И повел Петьку в комнатку к себе при клубе. Запыленно, задымлено там, книжки навалены кругом, на стенах таблицы, расписания и Ленин-Троцкий.
— Садись, брат, да рассказывай! — и глядит на Петьку; чуть-чуть прищурился: не то сердится, не то смеется.
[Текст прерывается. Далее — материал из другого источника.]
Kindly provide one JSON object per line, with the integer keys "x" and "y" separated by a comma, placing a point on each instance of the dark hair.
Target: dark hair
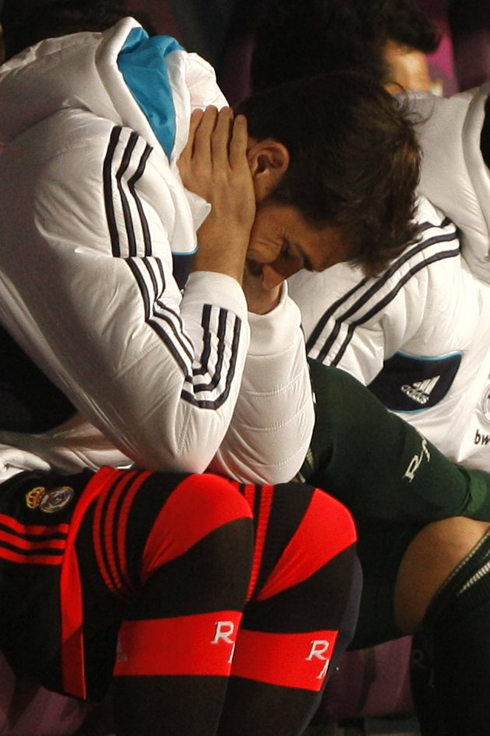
{"x": 354, "y": 160}
{"x": 26, "y": 22}
{"x": 300, "y": 38}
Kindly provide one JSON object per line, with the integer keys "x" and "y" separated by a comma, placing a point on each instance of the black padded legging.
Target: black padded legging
{"x": 231, "y": 599}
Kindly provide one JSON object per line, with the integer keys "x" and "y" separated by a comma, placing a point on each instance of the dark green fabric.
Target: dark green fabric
{"x": 393, "y": 481}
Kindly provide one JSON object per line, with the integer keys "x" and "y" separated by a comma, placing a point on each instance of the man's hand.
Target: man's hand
{"x": 214, "y": 165}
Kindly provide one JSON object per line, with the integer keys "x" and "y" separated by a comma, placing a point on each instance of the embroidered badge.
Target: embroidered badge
{"x": 49, "y": 501}
{"x": 485, "y": 404}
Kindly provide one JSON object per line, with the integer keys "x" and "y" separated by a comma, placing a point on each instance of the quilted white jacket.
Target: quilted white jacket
{"x": 92, "y": 210}
{"x": 419, "y": 334}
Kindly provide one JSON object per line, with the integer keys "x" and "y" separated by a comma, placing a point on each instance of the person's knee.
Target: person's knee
{"x": 428, "y": 562}
{"x": 203, "y": 509}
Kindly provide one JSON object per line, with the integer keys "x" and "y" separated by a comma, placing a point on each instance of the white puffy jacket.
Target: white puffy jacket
{"x": 419, "y": 334}
{"x": 92, "y": 209}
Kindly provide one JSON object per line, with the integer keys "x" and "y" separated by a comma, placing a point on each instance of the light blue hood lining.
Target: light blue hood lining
{"x": 143, "y": 64}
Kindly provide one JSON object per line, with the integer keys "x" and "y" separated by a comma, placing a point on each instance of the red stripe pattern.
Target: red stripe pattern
{"x": 325, "y": 531}
{"x": 202, "y": 644}
{"x": 32, "y": 544}
{"x": 288, "y": 660}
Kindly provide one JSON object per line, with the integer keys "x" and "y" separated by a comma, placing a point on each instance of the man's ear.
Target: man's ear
{"x": 268, "y": 161}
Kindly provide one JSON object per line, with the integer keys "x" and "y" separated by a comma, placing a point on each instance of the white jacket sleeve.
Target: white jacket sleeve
{"x": 273, "y": 419}
{"x": 357, "y": 324}
{"x": 87, "y": 289}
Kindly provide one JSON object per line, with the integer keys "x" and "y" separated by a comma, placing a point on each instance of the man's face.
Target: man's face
{"x": 282, "y": 243}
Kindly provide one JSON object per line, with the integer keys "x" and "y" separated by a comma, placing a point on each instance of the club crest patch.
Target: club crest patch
{"x": 49, "y": 501}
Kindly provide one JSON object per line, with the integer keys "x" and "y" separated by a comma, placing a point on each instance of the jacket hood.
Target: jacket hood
{"x": 83, "y": 71}
{"x": 454, "y": 176}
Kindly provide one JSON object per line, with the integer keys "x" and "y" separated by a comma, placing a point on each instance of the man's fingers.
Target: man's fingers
{"x": 203, "y": 134}
{"x": 188, "y": 149}
{"x": 238, "y": 142}
{"x": 221, "y": 137}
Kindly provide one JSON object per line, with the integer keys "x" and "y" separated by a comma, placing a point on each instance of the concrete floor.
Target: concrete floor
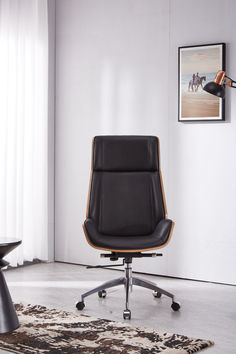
{"x": 208, "y": 310}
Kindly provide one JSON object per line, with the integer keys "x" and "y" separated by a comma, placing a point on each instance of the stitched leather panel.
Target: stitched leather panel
{"x": 125, "y": 153}
{"x": 158, "y": 238}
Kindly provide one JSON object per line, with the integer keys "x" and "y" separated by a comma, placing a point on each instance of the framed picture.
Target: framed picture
{"x": 197, "y": 66}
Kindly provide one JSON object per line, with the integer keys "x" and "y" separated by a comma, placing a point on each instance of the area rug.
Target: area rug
{"x": 44, "y": 330}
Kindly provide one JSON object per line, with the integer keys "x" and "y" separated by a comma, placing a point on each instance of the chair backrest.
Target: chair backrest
{"x": 126, "y": 196}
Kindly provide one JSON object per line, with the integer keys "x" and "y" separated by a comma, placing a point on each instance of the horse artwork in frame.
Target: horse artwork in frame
{"x": 197, "y": 66}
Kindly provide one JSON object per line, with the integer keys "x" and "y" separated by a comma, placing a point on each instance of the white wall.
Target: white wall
{"x": 202, "y": 168}
{"x": 116, "y": 73}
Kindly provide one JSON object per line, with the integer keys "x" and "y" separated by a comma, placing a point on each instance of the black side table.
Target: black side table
{"x": 8, "y": 317}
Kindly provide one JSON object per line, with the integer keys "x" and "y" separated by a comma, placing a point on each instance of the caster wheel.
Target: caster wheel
{"x": 80, "y": 305}
{"x": 102, "y": 294}
{"x": 157, "y": 294}
{"x": 175, "y": 306}
{"x": 127, "y": 314}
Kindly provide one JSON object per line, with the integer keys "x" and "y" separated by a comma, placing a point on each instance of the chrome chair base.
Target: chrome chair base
{"x": 128, "y": 281}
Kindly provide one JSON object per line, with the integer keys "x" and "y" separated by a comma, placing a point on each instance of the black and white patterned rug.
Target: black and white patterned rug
{"x": 51, "y": 331}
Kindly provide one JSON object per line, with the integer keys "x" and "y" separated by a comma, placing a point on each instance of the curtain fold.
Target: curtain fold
{"x": 24, "y": 127}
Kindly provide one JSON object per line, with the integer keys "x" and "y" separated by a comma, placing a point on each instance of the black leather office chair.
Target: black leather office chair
{"x": 126, "y": 212}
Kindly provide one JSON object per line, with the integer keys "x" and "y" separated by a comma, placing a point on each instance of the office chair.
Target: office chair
{"x": 126, "y": 211}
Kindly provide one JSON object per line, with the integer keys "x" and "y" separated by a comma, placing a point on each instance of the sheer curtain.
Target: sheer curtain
{"x": 24, "y": 127}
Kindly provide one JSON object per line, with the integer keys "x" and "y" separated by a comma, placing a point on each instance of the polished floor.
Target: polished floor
{"x": 208, "y": 310}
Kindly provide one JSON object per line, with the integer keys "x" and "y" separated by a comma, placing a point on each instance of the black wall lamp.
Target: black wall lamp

О чем рассказывать — Петька не знает. Тогда политрук давай у Петьки душу мотать: как да что; что дома делает, кто родители, чем живут, как за отрядом бегал, правда-ли, что Петьке белобандитов растреляных жаль.
Сидит Петька на табурете, поскрипывает ножками расшатанными. Отвечает. На все отвечает, на последний вопрос тоже:
— Жалко...
— Эх, ты? — усмехается политрук. — А еще в добровольцы лез. Как же ты этак-то, если тебе жалко?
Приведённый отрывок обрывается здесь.